The Socialist deputy Alberto Velasco pointed the finger at the Prime Minister’s policy, which he said should have “requested a loan from Parliament to finance this renovation up to 18 million francs. The cost of the work was imposed on the inhabitants. It is shocking!” The elected official condemned the “absurd situation of a fund with a social purpose, which pushes seniors to social assistance”. It is also tense as the tenants who have been opposed are asked for rent increases by repeated reminders. “Should we throw them out if they do not pay?” was indignant Christian Dandrès, their defender at Asloca.

The Land Department (DT) clarified that “Blokfonden is responsible for the renovation of its building stock”. He pointed out that public-law funds are financed by bank loans. With regard to rent, DT stated that the “legal framework” was respected and that “given the scale of the work and the comfort achieved, the increase in rent remained measured and the final rent well below most housing prices of this. type in Geneva “. The contributions requested remain in “the lower part of the rent that meets the predominant needs of the population”.

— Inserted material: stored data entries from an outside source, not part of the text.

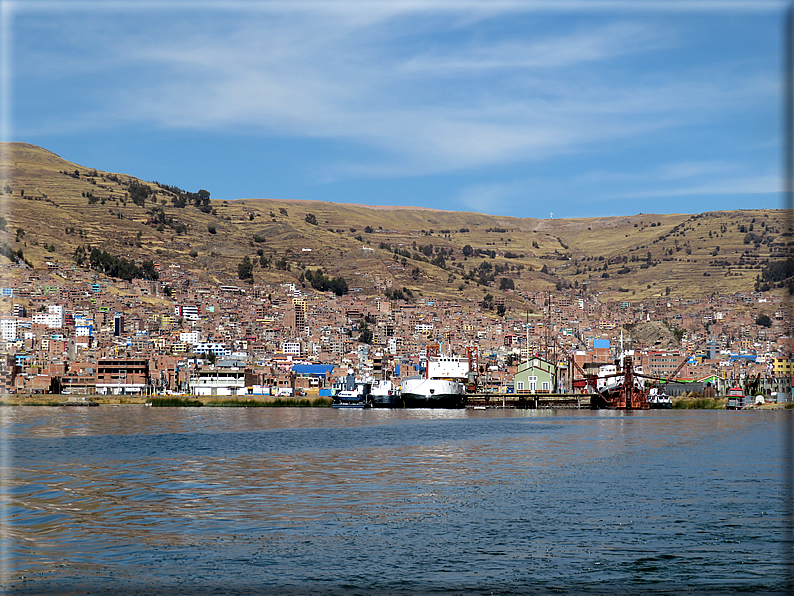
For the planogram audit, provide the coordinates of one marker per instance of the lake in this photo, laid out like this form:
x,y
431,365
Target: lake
x,y
136,500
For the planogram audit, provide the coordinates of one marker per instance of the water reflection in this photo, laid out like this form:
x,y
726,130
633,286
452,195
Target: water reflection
x,y
279,497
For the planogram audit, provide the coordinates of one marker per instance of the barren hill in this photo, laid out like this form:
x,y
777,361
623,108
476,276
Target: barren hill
x,y
53,208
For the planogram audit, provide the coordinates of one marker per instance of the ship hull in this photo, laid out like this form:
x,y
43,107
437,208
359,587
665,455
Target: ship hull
x,y
433,393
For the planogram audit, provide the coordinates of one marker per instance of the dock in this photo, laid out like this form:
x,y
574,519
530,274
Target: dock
x,y
530,401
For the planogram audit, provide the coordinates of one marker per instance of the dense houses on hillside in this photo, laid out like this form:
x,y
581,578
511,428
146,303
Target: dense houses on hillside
x,y
63,329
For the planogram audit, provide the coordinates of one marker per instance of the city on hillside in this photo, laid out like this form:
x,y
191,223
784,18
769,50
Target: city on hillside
x,y
67,330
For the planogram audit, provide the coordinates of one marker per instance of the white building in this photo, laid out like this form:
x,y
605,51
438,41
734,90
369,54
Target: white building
x,y
291,347
190,337
8,329
189,312
219,349
54,318
230,381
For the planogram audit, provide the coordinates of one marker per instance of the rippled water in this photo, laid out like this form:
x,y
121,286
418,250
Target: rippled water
x,y
320,501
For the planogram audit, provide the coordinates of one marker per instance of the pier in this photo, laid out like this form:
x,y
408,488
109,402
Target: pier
x,y
530,401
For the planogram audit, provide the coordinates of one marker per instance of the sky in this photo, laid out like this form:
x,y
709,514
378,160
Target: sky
x,y
568,108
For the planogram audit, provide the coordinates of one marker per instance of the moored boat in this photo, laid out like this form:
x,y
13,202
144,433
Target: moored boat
x,y
384,394
735,398
659,400
442,386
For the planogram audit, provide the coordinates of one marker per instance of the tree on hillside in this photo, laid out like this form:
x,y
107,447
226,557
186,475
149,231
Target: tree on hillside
x,y
245,269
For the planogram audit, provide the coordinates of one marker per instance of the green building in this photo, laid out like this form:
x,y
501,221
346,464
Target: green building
x,y
535,376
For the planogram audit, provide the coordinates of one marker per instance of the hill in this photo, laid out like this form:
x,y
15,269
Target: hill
x,y
55,210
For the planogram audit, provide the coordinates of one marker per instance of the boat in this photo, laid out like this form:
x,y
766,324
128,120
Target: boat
x,y
622,389
350,399
442,386
659,400
384,394
352,393
735,398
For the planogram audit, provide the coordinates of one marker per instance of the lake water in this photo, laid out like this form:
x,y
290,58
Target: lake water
x,y
133,500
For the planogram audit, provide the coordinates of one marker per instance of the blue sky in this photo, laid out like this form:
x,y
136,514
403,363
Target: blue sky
x,y
580,108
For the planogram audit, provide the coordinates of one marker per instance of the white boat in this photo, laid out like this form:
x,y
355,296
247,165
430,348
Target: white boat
x,y
659,400
443,385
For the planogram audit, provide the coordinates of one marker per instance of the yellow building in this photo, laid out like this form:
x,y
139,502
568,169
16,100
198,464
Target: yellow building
x,y
783,367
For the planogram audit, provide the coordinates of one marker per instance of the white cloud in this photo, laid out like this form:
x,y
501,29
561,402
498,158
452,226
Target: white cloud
x,y
355,71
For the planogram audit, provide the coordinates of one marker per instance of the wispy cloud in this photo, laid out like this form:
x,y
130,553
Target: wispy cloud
x,y
417,88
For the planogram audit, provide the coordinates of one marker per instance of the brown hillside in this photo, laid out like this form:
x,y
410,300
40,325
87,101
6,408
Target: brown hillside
x,y
60,206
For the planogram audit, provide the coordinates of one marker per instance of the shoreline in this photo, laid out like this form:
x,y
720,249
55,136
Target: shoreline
x,y
254,401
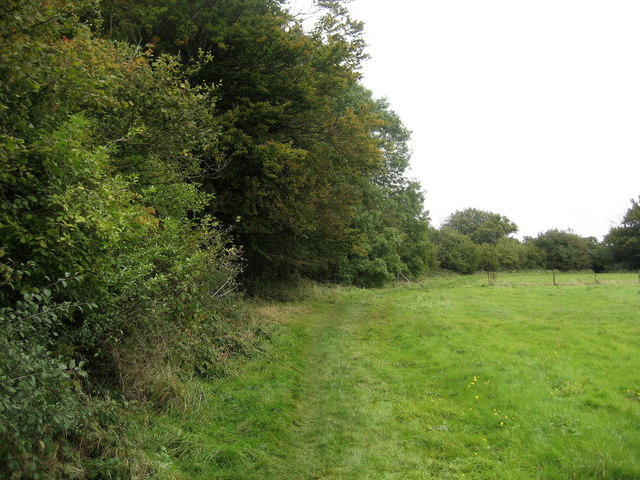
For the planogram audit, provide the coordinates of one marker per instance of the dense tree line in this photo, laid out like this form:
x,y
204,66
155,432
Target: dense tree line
x,y
159,157
473,240
156,158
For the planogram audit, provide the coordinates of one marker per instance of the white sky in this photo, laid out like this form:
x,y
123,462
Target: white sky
x,y
530,109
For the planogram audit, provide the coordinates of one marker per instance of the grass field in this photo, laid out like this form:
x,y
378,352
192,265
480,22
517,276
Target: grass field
x,y
445,379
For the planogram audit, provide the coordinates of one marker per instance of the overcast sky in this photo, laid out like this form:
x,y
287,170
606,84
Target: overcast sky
x,y
530,109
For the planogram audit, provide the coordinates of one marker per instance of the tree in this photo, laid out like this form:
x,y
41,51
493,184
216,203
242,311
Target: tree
x,y
624,239
456,251
564,250
481,226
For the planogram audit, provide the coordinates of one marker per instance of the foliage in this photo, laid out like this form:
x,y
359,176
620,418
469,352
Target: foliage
x,y
624,239
456,251
314,166
481,226
564,250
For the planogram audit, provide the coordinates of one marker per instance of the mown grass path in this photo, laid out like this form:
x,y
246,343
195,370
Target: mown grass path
x,y
446,379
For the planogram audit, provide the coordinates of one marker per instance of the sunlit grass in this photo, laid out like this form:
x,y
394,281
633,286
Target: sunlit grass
x,y
450,378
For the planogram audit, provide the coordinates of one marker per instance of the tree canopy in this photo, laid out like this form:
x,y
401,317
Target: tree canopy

Christian Dandrès, a lawyer for Asloca, can not believe it. While opposing on behalf of about forty tenants, asking for proof of the rent increase, the OCLPF denied all rights to the tenants and refused to provide the documents. In a letter dated July, the office explained in particular that “the standard lease for HBM buildings specifies that decisions to set rents cannot be appealed”. He adds that “the disputed decision has been notified to the Block Fund”, and therefore “the tenants have not been addressed”. As residents are not actually considered “participants in the procedure” between the office and the institute, there is no reason, according to the OCLPF, to give them the right to consult the documents based on the determination of rents. . “It’s a violation of the rule of law,” Christian Dandrès protested on Thursday, condemning the fact that these seniors are thus worse off than tenants of private owners. The lawyer appealed.

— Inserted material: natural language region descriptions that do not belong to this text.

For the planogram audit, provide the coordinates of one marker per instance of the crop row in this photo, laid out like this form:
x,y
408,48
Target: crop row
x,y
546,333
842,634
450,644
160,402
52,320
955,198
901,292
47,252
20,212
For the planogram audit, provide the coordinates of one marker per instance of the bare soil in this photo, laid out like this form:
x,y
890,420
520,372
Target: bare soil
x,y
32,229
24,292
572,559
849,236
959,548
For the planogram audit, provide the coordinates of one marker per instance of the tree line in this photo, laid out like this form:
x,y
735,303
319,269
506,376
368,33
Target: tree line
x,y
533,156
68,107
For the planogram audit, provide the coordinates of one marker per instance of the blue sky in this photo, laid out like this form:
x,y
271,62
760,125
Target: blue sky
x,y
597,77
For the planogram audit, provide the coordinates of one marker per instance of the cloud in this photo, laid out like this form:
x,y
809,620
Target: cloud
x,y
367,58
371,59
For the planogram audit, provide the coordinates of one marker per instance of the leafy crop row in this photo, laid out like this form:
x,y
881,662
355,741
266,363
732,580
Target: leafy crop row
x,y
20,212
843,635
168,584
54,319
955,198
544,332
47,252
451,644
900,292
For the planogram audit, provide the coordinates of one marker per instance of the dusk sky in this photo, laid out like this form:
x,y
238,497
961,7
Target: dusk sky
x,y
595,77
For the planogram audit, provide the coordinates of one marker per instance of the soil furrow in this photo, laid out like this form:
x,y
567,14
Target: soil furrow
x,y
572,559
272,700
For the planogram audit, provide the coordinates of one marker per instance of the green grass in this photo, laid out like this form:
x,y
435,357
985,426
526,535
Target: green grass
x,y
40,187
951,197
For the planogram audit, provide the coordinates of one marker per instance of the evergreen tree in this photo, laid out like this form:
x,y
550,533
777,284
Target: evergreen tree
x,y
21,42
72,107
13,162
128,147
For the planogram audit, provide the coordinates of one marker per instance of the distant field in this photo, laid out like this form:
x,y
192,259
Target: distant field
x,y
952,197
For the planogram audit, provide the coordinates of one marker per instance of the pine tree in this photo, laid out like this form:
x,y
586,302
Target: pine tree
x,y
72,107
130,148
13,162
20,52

Both Asloca and Avivo have raised the issue of a change in practice at the level of the Council of State. Does the absence of a request for credit from the Grand Council anticipate other operations of this type, which “cause tenants to bear 100% of the renovation costs, ie a greater effort than is required of private tenants, for whom it is limited to 70%”? The associations noted that the Blokfonden will have to face several major renovations in the coming years and expressed concern about a generalization of rent increases in public housing.